Objectif Lune pour Michelin, qui développe une roue sans air pour rover lunaire. Le consortium dont fait partie le géant clermontois du pneumatique, ainsi que Boeing – qui s’occupe de l’intégration du véhicule – et Intuitive Machine, spécialiste américain de l’alunissage, a rendu début mai une proposition technique à la Nasa.
L’agence spatiale américaine avait lancé un appel à projet, dans le cadre du projet Artemis qui prévoit des voyages lunaires habités en 2027, pour la conception de rovers. Ceux-ci auront pour tâche d’explorer 10 ans durant le pôle Sud du satellite terrestre. À l’occasion de l’ouverture à la presse de son centre de R&D à Ladoux (Puy-de-Dôme) les 12 et 13 mai, Michelin a présenté sa roue lunaire, baptisée Milaw, développée dans le cadre de l’appel à projet.
Le deuxième consortium réunit les américains Goodyear, General Motors et Lunar Outpost tandis que l’entreprise monégasque Venturi est le dernier candidat. La Nasa entend sécuriser un budget définitif auprès du gouvernement américain et choisir un des trois projets d’ici novembre 2025.

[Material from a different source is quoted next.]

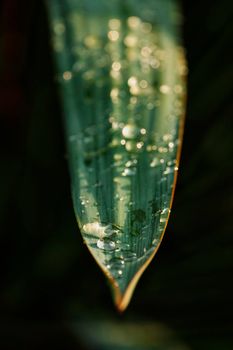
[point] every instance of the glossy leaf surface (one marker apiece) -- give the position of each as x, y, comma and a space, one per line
121, 70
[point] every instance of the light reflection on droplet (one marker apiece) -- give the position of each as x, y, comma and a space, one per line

Une roue sans air à base de thermoplastiques
« Il fallait forcément des capacités de mobilité innovantes », avance Sylvain Barthet, responsable du projet roue lunaire à Michelin, qui rappelle que la roue sera potentiellement soumise à des températures oscillant entre -240°C et 100°C. « Des élastomères classiques, comme ceux que l’on utilise pour les pneus, ne peuvent pas fonctionner. Il nous a fallu chercher de nouveaux matériaux résistant au froid et aux radiations cosmiques et solaires », rajoute-t-il. La roue Milaw (pour Michelin lunar airless wheel) est constituée d’un thermoplastique « à haute performance », dont la composition est gardée secrète.

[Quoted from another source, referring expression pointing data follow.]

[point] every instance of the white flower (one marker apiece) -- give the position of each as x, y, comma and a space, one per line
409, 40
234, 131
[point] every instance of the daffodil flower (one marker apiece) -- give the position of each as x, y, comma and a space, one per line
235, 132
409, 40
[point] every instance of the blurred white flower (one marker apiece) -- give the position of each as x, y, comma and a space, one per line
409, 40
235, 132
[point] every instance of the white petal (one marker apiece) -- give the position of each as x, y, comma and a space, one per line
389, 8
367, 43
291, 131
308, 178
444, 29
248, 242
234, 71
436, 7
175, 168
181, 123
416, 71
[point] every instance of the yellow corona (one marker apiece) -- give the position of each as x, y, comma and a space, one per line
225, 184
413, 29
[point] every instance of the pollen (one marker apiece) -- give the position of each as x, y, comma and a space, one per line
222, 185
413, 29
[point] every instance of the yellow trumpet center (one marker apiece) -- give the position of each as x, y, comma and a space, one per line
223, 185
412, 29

La forme originale de Milaw permet, d’après Sylvain Barthet, une « mastication » des éventuels corps étrangers pénétrant la roue par ses côtés, évitant ainsi tout blocage. Des tests, dans des conditions se rapprochant le plus possible du sol lunaire, ont notamment été effectués dans la région du volcan auvergnat de Lemptégy. Michelin s’est par ailleurs rapproché du centre national d’études spatiales (Cnes) pour connaître et reproduire les conditions spécifiques auxquelles sa roue serait confrontée au pôle Sud de la Lune, notamment concernant les rayonnements solaires.
Le défi de la longévité
Le défi principal à surmonter, notamment par rapport aux précédentes missions lunaires, concerne la longévité des roues des rovers demandée par la Nasa, d’après Sylvain Barthet. Au cours des missions Apollo des années 1970, la Nasa avait équipé ses véhicules de roues à maillage métalliques, capable de rouler une quarantaine de kilomètres, rappelle-t-il. « Aujourd’hui, l’objectif est de rouler 10 000 km sur une période de 10 ans ».

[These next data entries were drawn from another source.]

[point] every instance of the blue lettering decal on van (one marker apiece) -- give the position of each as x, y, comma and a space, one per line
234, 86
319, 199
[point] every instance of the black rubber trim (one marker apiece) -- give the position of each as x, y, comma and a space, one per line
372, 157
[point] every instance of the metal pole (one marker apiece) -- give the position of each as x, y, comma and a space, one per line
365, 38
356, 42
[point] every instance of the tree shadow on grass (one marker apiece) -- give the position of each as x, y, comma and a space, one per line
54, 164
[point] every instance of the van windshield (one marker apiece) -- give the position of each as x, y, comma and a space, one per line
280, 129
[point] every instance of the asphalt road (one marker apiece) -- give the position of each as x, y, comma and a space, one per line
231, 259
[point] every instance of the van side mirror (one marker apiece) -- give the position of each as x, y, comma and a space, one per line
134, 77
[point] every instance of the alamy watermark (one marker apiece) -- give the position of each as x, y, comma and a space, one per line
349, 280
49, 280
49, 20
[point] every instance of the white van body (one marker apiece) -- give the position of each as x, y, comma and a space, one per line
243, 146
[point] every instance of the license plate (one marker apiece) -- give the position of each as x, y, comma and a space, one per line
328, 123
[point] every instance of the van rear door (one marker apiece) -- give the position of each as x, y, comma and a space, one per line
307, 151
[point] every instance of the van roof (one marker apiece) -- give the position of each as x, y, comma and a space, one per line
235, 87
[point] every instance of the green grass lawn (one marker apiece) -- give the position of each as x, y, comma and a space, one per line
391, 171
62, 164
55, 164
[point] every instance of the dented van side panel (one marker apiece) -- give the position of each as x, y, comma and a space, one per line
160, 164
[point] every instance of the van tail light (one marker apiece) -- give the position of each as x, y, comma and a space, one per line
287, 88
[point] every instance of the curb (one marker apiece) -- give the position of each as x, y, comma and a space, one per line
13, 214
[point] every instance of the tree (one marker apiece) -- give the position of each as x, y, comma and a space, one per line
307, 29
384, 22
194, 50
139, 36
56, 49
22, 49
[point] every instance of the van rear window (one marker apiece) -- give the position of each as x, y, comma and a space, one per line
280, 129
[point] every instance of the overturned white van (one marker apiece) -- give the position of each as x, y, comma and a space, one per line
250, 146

La Nasa compte en effet laisser le véhicule une décennie sur la Lune, afin que celui-ci continue ses explorations de manière autonome, ou qu'il serve aux futurs explorateurs lunaires. D’où l’intérêt d’utiliser un thermoplastique aux propriétés d’endurance bien plus élevées que le métal, d’après Michelin. Le coût est par ailleurs une contrainte nouvelle à prendre en compte, selon Sylvain Barthet : « Pour les missions Apollo, je ne dis pas que la Nasa signait des chèques en blanc, mais pas loin », ironise-t-il.